Infrastructure – the necessary disruptor

Public Transport Victoria, in conjunction with Yarra Trams, have started the comprehensive process of engaging stakeholders in discussions around necessary changes that will be made to tram routes as we prepare to undertake works for the Melbourne Metro rail project. In order to complete tunnelling works under Swanston Street for the Metro rail line, tram services will be redirected off Swanston Street beyond Flinders Street station to Elizabeth Street. The closure of Swanston Street to tram traffic will also allow for some of the services along St Kilda Road to be directed further west to help provide a much needed boost to North-South services at the western end of the city. As with any major work, there will unfortunately be disruptions to the norm for some. It is crucial however, that at this critical juncture in the process of building the infrastructure we need to ensure our growing city can continue to service all the people who live here, that this is a discussion that focuses on the greater good. Any major work in an established area is disruptive, but we need to move forward, and that means accepting the pain to get the gain.

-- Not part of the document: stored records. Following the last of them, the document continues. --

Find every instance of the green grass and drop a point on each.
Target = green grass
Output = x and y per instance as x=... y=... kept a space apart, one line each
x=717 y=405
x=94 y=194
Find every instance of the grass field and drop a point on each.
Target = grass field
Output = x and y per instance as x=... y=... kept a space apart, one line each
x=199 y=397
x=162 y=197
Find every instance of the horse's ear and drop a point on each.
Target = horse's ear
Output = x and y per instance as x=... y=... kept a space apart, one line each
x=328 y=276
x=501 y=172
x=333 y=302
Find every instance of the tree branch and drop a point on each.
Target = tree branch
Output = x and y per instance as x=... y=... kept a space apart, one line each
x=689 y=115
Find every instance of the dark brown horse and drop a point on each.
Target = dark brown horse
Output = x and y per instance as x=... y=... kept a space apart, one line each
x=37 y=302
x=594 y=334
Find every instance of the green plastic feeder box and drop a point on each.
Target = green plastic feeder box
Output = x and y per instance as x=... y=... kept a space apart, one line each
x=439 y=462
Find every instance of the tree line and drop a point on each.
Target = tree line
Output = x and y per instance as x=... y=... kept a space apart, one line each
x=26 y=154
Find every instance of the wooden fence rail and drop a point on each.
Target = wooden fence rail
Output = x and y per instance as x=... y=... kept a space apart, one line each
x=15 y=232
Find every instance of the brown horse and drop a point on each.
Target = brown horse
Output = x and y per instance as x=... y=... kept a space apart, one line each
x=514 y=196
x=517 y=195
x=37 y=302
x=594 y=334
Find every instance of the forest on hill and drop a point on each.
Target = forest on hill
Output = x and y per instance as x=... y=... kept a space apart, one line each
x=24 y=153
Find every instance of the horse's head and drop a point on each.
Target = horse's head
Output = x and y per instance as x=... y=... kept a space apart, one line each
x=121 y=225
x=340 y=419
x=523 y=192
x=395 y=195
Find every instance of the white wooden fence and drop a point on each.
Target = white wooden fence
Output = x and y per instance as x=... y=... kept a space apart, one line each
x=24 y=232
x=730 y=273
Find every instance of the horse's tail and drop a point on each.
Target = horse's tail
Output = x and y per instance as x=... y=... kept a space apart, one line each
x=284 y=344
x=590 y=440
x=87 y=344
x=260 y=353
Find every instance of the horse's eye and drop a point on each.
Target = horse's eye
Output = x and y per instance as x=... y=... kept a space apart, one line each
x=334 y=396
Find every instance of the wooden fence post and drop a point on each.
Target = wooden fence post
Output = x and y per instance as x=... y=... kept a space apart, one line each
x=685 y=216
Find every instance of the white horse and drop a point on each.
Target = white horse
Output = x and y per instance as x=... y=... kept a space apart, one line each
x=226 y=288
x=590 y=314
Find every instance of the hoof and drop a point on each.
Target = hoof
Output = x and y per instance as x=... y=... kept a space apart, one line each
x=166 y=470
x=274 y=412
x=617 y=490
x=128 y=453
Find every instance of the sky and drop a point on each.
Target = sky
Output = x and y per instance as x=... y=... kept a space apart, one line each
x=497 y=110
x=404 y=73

Property tax – the key to economic efficiency?

In their recently released report, Property Taxes, the Grattan Institute have argued a more efficient tax levied on property holdings could eventually replace stamp duty as a revenue generator. Many consider stamp duty to be one of the most inefficient taxes in use. The Grattan Institute proposes that a tax imposed on the value of property would be a fairer way of funding health and education services, and positive in an economic sense because they don’t distort incentives to work, save or invest. According to Grattan, a levy of $2 for every $1,000 of unimproved land value, or $1 for every $1,000 of capital improved property value, would raise around $7 billion a year. On this basis, a homeowner living in a median-priced Sydney home of $772,000 would pay a levy of $772 annually, and a Melbourne equivalent $560. Those on low incomes with no wealth would pay nothing, while low-income retirees with valuable houses would pay nothing until their house is sold. Grattan estimates that a broad-based property tax would spread the tax burden more fairly, and add $9 billion annually to GDP.